A story in last Thursday’s Washington Post, “Compounding pharmacies have been linked to death, illnesses and safety failures for years,”investigated the track records at three large-scale compounding facilities, two of which compound and repackage sterile medications for hospitals.
Like many stories in the months since the October 2012 meningitis outbreak, this one emphasizes a lack of oversight of compounding pharmacies. The story gives less attention, however, to such facilities’ role in the health care system; practical reasons these facilities don’t adhere to the same regulations as drug manufacturers; and feasible solutions to undeniable problems.
“Sterile compounding pharmacies meet a very practical need of smaller hospitals by aggregating demand and meeting all patient safety requirements,” said Thomas E. Menighan, BSPharm, MBA, ScD (Hon), FAPhA, APhA Executive Vice President and CEO. “There is little disagreement in the pharmacy profession that greater clarity and regulatory oversight are important to protect public health as the primary objective.”
“It’s not a question of if we need [outside compounding facilities]. It’s a question of how we apply the oversight,” said Cynthia Reilly, BSPharm, Director of the Medication Safety and Quality Division of the American Society of Health-System Pharmacists (ASHP).
That’s “the million-dollar question,” Reilly said. “Should these facilities comply with USP [United States Pharmacopeia] <797> or something more like current Good Manufacturing Practices? I don’t think we have all the answers for that yet, but there is a sense that more oversight will be needed on a federal level.”
As described in the Post, hospitals came to outsource sterile compounding after new safety standards proved to be extremely costly.
USP <797> standards require, first, that sterile compounding take place in a clean room—a controlled environment that, when used and maintained correctly, ensures sterile medications remain so. Standards also include environmental testing and specially trained personnel. Hospitals that fail to comply risk lawsuits and loss of accreditation.
Many hospitals find it more cost-effective to outsource sterile compounding—which includes, for example, the preparation of I.V. solutions—to companies whose sole enterprise is sterile compounding than to invest hospital dollars in building, staffing, and maintaining their own clean room.
“A lot of the reason that people turn to external companies is the standards set in USP <797>,” Reilly told pharmacist.com. “You can’t just set up a USP <797>–compliant clean room. It’s physically and financially a challenge, so there is a place for external compounders who have dedicated resources to prepare these products.”
While recent scrutiny of compounding facilities may push some large hospitals to reconsider outsourcing, smaller hospitals are likely to remain reliant on the facilities.
“A small critical-access hospital may not have a pharmacist at night. Outsourcing to a company that is professional and for whom compounding is really their bread and butter may be safer than asking a nurse to prepare something that they don’t normally compound,” said Garrett Eggers, PharmD, who manages inpatient pharmacy operations at Cleveland Clinic.
“For large institutions equipped to do this like the Cleveland Clinic, compounding in-house may be a better option,” he added. “That’s where you have to do a cost-benefit analysis.”
Many hospitals struggle to meet safety standards, according to a 2012 survey on USP <797> compliance in Pharmacy Purchasing & Products. While hospital respondents were found to be 76% compliant overall, a number failed to meet some individual <797> requirements. Tests that ensure staff can don latex gloves without contaminating them occurred at less than half of hospitals. Filter integrity tests were conducted at just 16.7%.
Compounding facilities are not required to test their products in the same way that major manufacturers do because they don't make the same products.
While pharmaceutical manufacturers make mass quantities of drugs that may not expire for 2 years, compounding facilities may produce a single dose of a drug at a time with a shelf life ranging from several hours to months depending on the drug and the formulation.

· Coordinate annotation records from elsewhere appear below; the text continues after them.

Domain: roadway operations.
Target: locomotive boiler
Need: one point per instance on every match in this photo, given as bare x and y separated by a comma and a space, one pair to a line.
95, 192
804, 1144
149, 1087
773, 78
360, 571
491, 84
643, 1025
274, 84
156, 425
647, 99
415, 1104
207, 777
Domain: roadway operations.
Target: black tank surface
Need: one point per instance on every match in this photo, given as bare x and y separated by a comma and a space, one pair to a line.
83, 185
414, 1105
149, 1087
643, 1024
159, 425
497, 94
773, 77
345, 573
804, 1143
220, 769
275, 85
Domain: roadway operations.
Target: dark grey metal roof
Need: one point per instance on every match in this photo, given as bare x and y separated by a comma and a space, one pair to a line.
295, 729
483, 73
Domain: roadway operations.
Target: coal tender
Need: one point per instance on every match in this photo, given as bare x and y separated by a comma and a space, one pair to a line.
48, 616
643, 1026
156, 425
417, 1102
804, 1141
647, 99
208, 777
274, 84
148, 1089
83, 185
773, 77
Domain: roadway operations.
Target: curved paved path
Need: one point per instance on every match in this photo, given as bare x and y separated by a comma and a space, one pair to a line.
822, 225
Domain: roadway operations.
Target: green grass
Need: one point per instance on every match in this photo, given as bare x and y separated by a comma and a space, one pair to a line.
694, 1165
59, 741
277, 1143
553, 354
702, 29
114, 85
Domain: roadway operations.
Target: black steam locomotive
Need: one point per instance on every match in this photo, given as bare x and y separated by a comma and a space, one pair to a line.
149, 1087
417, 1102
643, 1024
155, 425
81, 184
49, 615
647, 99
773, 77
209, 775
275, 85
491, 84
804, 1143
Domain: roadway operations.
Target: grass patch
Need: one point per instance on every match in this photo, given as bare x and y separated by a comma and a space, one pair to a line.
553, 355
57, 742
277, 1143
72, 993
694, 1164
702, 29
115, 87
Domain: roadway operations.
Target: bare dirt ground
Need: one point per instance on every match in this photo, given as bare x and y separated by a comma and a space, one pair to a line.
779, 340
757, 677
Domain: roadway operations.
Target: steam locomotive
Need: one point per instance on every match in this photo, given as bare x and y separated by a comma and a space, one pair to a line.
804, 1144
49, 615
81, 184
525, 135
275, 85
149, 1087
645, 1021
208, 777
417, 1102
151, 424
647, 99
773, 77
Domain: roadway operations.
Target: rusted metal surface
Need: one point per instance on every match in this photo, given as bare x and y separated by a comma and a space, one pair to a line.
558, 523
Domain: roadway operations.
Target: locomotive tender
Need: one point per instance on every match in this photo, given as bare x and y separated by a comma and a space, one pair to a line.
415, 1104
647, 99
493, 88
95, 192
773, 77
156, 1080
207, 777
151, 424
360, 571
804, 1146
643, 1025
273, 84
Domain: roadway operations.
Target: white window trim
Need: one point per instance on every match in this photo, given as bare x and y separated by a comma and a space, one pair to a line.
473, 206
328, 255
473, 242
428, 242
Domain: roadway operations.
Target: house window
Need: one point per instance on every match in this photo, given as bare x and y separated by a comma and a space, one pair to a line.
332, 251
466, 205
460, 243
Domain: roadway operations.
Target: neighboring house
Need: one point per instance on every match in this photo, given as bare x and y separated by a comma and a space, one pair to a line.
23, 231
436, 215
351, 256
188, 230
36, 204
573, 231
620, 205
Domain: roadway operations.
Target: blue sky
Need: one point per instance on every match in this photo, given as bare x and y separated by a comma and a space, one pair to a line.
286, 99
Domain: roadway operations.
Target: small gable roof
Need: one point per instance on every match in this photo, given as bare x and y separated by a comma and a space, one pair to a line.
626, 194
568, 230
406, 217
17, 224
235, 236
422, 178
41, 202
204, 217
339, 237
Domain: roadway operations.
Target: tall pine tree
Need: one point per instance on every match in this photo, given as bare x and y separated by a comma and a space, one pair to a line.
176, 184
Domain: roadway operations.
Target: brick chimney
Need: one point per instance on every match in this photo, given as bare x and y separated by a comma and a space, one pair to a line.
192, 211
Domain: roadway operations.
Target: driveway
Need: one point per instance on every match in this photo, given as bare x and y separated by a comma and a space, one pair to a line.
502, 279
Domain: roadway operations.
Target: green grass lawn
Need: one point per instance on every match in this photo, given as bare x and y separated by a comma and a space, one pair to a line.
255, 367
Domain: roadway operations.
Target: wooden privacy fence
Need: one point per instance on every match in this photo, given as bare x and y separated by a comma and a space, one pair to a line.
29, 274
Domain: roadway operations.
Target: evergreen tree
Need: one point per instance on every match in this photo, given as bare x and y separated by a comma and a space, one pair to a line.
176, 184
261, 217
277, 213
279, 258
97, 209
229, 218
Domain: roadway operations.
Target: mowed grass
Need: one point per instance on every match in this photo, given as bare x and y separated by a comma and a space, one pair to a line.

“If you’re going to do a 14-day sterility test on every single lot of such small batch sizes, you could end up making twice as many doses and reducing the shelf life significantly while you wait for results,” said Mike Koch, BSPharm, MBA, Vice President for Marketing and Support Services at Central Admixture Pharmacy Services (CAPS)—one of the biggest suppliers of outsourced sterile products in the United States. “We use sterility testing in combination with other tests, such as container closure integrity testing and comprehensive clean room and employee environmental monitoring, to prove our processes are capable and in control.”

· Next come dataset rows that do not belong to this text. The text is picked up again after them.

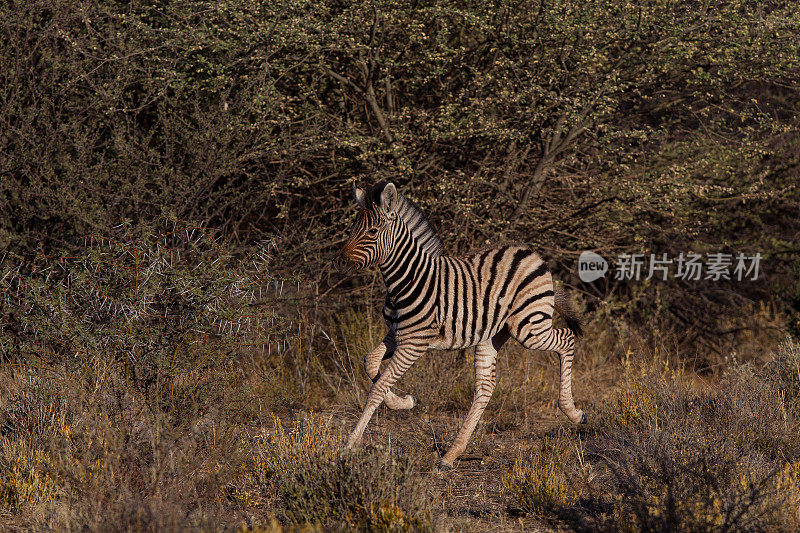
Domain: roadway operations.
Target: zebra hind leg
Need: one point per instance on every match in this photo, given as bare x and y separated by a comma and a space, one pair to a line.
561, 341
485, 361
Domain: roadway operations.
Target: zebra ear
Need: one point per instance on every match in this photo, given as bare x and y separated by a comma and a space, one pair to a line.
389, 198
360, 194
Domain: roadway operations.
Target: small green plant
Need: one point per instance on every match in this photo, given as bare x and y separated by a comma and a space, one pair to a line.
539, 484
372, 490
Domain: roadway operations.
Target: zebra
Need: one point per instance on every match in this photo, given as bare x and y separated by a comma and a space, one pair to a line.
481, 299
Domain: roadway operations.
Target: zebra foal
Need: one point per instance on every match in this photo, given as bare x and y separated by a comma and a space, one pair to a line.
436, 301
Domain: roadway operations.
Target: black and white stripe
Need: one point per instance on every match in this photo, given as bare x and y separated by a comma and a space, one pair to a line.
435, 301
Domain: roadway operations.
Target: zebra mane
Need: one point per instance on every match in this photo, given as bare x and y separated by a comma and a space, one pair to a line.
415, 219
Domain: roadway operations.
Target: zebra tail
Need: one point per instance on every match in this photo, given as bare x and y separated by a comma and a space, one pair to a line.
565, 309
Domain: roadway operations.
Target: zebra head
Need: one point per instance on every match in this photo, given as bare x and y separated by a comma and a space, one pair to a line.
371, 235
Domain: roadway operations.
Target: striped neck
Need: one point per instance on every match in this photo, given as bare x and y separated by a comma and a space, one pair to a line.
407, 267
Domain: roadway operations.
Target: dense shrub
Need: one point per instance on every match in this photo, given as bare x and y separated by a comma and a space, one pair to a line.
659, 128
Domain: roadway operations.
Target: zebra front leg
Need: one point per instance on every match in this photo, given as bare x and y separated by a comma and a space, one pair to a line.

CAPS was identified in the Post article as being under investigation at its Massachusetts facility by FDA.
There is a nationwide effort to better regulate and understand the activities within compounding pharmacy. What these regulations will look like remains to be seen.
A number of proposals, such as Rep. Ed Markey’s (D-MA) proposed Verifying Legality and Authority in Drug Compounding Act (H.R. 6584), acknowledge the need to distinguish small community compounders—those dispensing directly to individual patients—from large facilities dispensing to hospitals and across state lines, which some consider manufacturing.
“The line has become blurred between compounding and manufacturing,” Eggers said. “Once that line is drawn, the manufacturing side needs to be regulated by the FDA, and if you fall on the compounding side, holding those sites to USP <797>, having more frequent inspections and tighter regulations is important to make sure that the level of quality is there.”